On November 2, 1945, Jung wrote to Cary Baynes:

“We have landed indeed, after the nightmare of the war, in the precincts of hell.

The war was a long drawn out suspense, in which everything seemed to be still existent yet provisional.

One lived from day to day, never certain of to-morrow.

An incredible atmosphere of horror was secretly present everywhere.

When peace came at last, the immediate of oppression vanished, but only to make room to a feeling of almost cosmic doom.
The atomic bomb or at least the thought of such a monstrous menace fitted the picture completely.

We are still the island in a sea of abomination and we feel like relics of a faraway Golden Age. It is wonderful that we still can enjoy the beauty of high culture, but we know, that it is a remnant and that it’s days are counted . . . Carol Baumann has given me some news about Kristine Mann.

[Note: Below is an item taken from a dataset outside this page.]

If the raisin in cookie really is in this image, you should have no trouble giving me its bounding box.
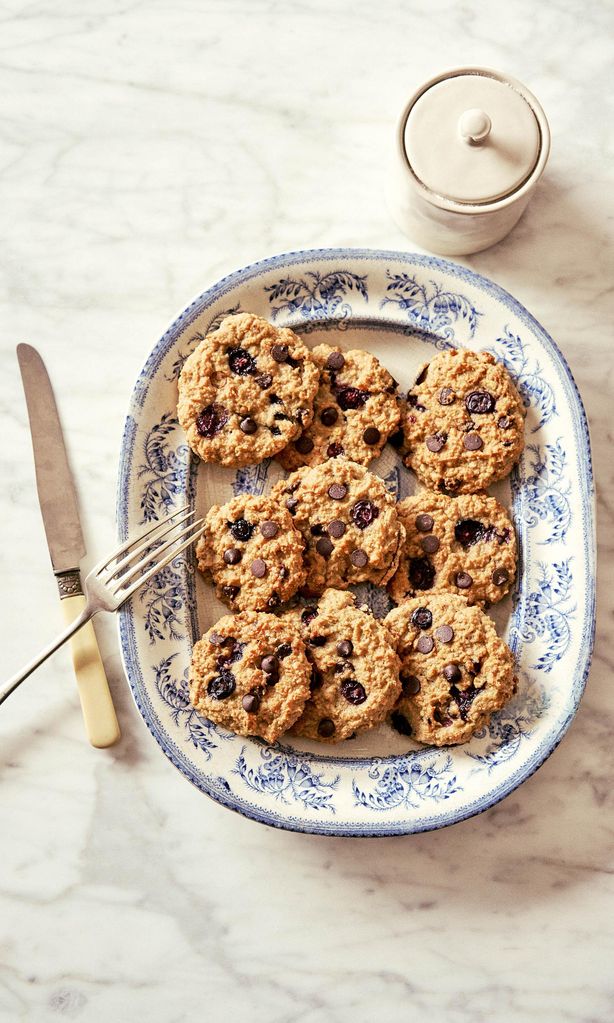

I hope that her suffering will soon come to an end.

The soul seems to detach from the body pretty early and there seems to be almost no realization of death.

What follows is well-nigh incredible.

It seems to be an adventure greater and more expected than anything one could dream of.

Whatever we do and try in analysis is the first steps towards that goal.

That is the only thing, which has accompanied me across the threshold.” ~Carl Jung to Cary Baynes, 2 November 1945, (Cary Baynes papers).